Bom exemplo

LuxemburgoVi uma entrevista coletiva do treinador Vanderlei Luxemburgo fazendo “desafio” inteligente à torcida do Flamengo. Não sei se a ideia partiu de Vanderlei, se foi do marketing do clube, ou uma ação conjunta diretoria/treinador. O que importa foi a bela oportunidade, aproveitando a lua de mel do time com a torcida, para desafiar a nação rubro-negra a chegar a 150 mil sócios torcedores. Vanderlei, bem comunicativo, colocou que esta é a forma mais rápida para o clube fazer os investimentos necessários para a montagem de um grande time para o ano que vem.

Isto me faz lembrar de um episódio quando ocupava a presidência, e também de uma piada muito conhecida. Em 95, quando assumimos, encontramos o Flamengo com pouquíssimos sócios pagantes. Algo inferior a três mil. Na empolgação da galera com a contratação de Romário fiz exatamente o que Vanderlei fez agora. Disparei o projeto para a captação de cem mil sócios. O número, além de expressivo, tinha tudo a ver com o centenário do clube comemorado exatamente em 1995. Em síntese, de menos de três mil sócios, fomos para mais de sessenta mil. O incrível é que na sórdida e mesquinha política da destruição, não faltou quem rotulasse a ação como fracasso, pois anunciamos cem mil e só chegamos a sessenta mil.
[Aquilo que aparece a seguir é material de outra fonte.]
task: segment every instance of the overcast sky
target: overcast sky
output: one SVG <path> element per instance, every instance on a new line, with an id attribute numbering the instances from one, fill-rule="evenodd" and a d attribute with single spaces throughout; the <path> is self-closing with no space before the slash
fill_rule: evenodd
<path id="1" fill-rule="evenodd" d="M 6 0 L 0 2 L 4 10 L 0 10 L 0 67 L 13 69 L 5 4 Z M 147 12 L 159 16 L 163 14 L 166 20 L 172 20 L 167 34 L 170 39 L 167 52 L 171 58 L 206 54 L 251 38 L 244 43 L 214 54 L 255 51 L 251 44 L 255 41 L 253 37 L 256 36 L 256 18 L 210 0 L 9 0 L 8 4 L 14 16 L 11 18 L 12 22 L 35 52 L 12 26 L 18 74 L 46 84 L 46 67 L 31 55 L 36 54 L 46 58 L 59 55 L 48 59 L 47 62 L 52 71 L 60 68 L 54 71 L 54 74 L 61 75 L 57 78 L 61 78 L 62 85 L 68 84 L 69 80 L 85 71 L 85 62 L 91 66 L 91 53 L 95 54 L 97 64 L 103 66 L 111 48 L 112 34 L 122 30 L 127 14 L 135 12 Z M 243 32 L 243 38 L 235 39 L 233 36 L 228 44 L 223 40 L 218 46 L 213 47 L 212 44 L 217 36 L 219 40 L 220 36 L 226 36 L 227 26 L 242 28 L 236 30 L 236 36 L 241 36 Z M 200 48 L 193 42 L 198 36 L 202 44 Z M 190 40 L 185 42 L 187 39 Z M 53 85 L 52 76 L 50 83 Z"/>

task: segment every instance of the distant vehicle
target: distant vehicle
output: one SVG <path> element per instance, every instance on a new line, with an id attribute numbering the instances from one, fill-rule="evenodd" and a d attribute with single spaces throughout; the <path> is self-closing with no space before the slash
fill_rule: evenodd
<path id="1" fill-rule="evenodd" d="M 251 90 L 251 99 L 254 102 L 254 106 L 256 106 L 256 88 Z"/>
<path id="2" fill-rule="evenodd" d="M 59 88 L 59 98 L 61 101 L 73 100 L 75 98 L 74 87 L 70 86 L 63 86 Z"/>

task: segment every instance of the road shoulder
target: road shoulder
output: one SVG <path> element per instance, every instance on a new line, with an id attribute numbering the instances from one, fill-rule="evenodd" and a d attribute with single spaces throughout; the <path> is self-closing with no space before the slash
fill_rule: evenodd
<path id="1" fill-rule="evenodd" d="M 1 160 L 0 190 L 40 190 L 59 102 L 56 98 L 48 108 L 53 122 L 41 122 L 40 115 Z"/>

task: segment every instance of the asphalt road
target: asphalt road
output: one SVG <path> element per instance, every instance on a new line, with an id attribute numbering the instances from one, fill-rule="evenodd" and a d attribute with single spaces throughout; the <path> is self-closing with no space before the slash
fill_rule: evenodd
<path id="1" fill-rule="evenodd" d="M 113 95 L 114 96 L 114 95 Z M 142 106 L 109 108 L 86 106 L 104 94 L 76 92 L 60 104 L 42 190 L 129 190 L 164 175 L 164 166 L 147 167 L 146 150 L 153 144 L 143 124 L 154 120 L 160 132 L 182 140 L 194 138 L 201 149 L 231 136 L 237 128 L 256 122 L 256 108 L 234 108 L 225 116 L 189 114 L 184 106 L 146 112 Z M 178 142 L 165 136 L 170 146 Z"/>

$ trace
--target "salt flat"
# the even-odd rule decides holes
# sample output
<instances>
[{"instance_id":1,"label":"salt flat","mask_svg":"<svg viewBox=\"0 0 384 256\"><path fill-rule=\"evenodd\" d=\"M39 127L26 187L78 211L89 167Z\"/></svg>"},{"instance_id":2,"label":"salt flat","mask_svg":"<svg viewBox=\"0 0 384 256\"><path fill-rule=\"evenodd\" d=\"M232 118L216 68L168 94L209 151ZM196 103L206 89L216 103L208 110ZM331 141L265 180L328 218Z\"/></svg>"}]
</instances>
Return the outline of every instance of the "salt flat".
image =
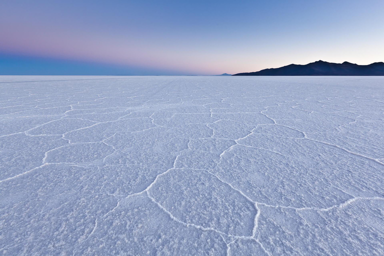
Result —
<instances>
[{"instance_id":1,"label":"salt flat","mask_svg":"<svg viewBox=\"0 0 384 256\"><path fill-rule=\"evenodd\" d=\"M384 78L0 89L0 254L384 255Z\"/></svg>"}]
</instances>

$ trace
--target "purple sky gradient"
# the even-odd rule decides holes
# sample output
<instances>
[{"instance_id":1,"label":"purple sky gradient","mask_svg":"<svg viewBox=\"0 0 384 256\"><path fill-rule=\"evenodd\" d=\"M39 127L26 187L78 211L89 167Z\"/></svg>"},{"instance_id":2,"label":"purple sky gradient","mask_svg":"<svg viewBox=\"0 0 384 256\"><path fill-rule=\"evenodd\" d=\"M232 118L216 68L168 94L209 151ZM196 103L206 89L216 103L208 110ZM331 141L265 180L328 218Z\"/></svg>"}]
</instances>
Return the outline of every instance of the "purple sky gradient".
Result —
<instances>
[{"instance_id":1,"label":"purple sky gradient","mask_svg":"<svg viewBox=\"0 0 384 256\"><path fill-rule=\"evenodd\" d=\"M2 1L0 53L175 74L384 60L384 1L266 2Z\"/></svg>"}]
</instances>

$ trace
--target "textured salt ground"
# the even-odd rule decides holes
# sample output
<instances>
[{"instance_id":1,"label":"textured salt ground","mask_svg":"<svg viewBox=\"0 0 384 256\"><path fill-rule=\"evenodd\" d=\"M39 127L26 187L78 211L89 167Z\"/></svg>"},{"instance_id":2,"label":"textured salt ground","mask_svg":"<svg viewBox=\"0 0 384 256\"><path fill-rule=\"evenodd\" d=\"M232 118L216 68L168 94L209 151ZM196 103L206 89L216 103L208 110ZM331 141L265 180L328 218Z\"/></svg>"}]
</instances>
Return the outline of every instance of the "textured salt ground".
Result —
<instances>
[{"instance_id":1,"label":"textured salt ground","mask_svg":"<svg viewBox=\"0 0 384 256\"><path fill-rule=\"evenodd\" d=\"M384 255L384 78L0 88L1 254Z\"/></svg>"}]
</instances>

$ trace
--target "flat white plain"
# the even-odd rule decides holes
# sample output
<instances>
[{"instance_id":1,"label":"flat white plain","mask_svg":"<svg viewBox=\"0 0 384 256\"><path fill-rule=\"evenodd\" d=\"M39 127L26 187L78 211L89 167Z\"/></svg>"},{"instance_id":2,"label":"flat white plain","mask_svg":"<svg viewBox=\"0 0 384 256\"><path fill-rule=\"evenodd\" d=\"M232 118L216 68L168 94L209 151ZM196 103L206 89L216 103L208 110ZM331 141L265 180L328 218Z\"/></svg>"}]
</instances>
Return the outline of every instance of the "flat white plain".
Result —
<instances>
[{"instance_id":1,"label":"flat white plain","mask_svg":"<svg viewBox=\"0 0 384 256\"><path fill-rule=\"evenodd\" d=\"M384 255L384 78L0 88L0 254Z\"/></svg>"}]
</instances>

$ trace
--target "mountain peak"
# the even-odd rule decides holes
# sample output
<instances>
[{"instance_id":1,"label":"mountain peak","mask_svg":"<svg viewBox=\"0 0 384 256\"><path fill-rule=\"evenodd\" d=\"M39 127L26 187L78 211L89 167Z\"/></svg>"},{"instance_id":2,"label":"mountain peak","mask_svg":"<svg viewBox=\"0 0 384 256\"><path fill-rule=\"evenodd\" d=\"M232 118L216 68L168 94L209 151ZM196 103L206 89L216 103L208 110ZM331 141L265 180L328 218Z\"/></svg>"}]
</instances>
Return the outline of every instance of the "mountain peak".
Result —
<instances>
[{"instance_id":1,"label":"mountain peak","mask_svg":"<svg viewBox=\"0 0 384 256\"><path fill-rule=\"evenodd\" d=\"M306 65L291 64L277 68L234 76L384 76L384 63L358 65L344 62L332 63L319 60Z\"/></svg>"}]
</instances>

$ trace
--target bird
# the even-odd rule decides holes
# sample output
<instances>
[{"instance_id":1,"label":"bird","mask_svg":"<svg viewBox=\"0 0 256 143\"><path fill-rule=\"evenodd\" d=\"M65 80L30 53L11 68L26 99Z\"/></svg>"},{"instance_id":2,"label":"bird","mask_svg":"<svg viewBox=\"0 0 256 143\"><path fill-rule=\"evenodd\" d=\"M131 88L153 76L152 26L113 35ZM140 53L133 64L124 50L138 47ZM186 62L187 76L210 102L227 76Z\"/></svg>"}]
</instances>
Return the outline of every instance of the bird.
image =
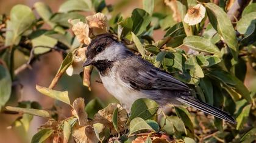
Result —
<instances>
[{"instance_id":1,"label":"bird","mask_svg":"<svg viewBox=\"0 0 256 143\"><path fill-rule=\"evenodd\" d=\"M84 67L97 68L104 87L127 111L137 99L147 98L161 107L189 105L236 124L229 113L193 96L187 85L135 54L112 34L96 36L85 55Z\"/></svg>"}]
</instances>

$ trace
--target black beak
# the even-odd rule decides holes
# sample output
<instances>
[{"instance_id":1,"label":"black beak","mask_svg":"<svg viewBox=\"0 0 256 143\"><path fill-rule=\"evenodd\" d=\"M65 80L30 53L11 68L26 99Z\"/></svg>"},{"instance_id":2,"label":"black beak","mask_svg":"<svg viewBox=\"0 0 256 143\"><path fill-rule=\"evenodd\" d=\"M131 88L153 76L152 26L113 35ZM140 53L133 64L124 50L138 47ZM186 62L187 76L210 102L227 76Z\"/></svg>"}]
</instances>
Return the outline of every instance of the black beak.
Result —
<instances>
[{"instance_id":1,"label":"black beak","mask_svg":"<svg viewBox=\"0 0 256 143\"><path fill-rule=\"evenodd\" d=\"M93 60L91 59L87 59L86 61L84 63L83 67L88 66L93 62Z\"/></svg>"}]
</instances>

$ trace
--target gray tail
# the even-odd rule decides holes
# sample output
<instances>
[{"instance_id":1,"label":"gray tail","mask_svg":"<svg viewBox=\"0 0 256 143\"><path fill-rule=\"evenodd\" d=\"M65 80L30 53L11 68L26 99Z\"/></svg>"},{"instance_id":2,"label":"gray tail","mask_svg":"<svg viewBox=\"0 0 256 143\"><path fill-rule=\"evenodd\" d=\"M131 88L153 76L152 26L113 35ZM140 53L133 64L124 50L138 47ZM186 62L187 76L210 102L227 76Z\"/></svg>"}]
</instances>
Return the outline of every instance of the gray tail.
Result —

A piada, muito conhecida, dá conta de um cidadão, fenômeno de potência sexual, que anunciou que, no Maracanã, dentro do gramado, faria sexo com 100 mulheres. Tudo pronto. Maraca lotado. As cem mulheres nuas deitadas em camas estrategicamente colocadas em torno do campo e o nosso bem dotado garanhão, para delírio da plateia, foi mandando bala… Quando chegou na mulher de número oitenta, começou a dar visíveis sinais fadiga. O que fazia com destreza e rapidez passou a ser arrastado, sofrido… Mesmo assim, lá foi ele… até chegar a de número noventa e oito, quando entregou os pontos, caindo desfalecido sobre uma linda morena que ficou apavorada com aquele corpo inerte sobre ela. A reação da platéia, após cinco segundos de estupefação, veio através de um coro: brocha!!! brocha!!! brocha!!! brocha!!! brocha!!!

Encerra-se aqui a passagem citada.